Raw physiological signals are corrupted by a variety of artifacts:

EEG artifacts:

  • Ocular artifacts: eye blinks and saccades produce large slow potentials at frontal electrodes. Removed via ICA or regression-based eye-movement correction.
  • Muscle artifacts: electromyographic noise from jaw clenching or facial movements. Addressed by high-frequency filtering and ICA.
  • Motion artifacts: electrode movement during physical activity. Particularly relevant for WAUC.
  • Channel dropouts: individual electrodes with poor contact produce flat or saturated signals. Detected and interpolated from neighbouring channels.

PPG artifacts:

  • Motion artifacts from wrist movement dominate PPG noise. Accelerometry data from the same wristband is typically used in adaptive filtering to subtract motion-correlated components.

Bandpass Filtering

EEG signals are filtered to retain clinically and cognitively meaningful frequency bands:

Band Range Cognitive Association
Delta 0.5 – 4 Hz Deep sleep, unconscious processing
Theta 4 – 8 Hz Cognitive load, working memory, frontal theta
Alpha 8 – 13 Hz Relaxed wakefulness; suppressed during tasks
Beta 13 – 30 Hz Active concentration, motor activity
Gamma 30 – 100 Hz High-level processing, binding

For cognitive workload monitoring, theta (frontal) and alpha (occipital) bands are most informative.
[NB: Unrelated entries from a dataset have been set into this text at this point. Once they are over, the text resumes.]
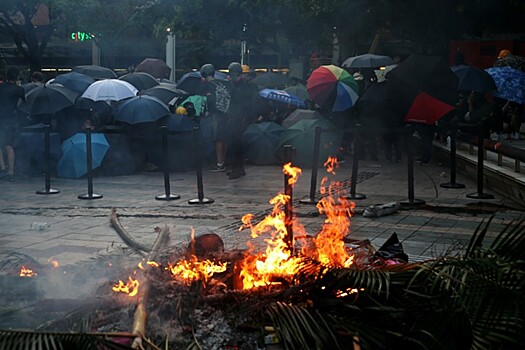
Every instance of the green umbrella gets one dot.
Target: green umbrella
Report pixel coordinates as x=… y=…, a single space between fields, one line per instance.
x=301 y=136
x=198 y=101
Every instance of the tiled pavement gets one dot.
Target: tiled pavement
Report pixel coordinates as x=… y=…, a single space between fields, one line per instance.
x=80 y=229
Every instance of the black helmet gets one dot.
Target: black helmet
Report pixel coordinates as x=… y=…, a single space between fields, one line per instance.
x=207 y=70
x=235 y=68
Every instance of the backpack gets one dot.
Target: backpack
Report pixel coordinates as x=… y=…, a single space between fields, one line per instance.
x=222 y=97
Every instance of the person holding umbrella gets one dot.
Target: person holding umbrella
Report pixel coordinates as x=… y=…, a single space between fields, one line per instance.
x=241 y=114
x=10 y=95
x=218 y=97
Windowing and Normalisation

Windowing

Continuous recordings are segmented into overlapping windows. Window length governs the trade-off between low-frequency frequency resolution and cognitive state stationarity. Typical ranges: 2–10 seconds with 50% overlap.

Normalisation

Each window is independently normalised to remove slow drift and inter-subject amplitude differences:

  • Per-channel z-score normalisation within each window.
  • Robust normalisation using median absolute deviation to resist outlier contamination.
  • Riemannian covariance-matrix normalisation, which is inherently scale-invariant and hardware-agnostic.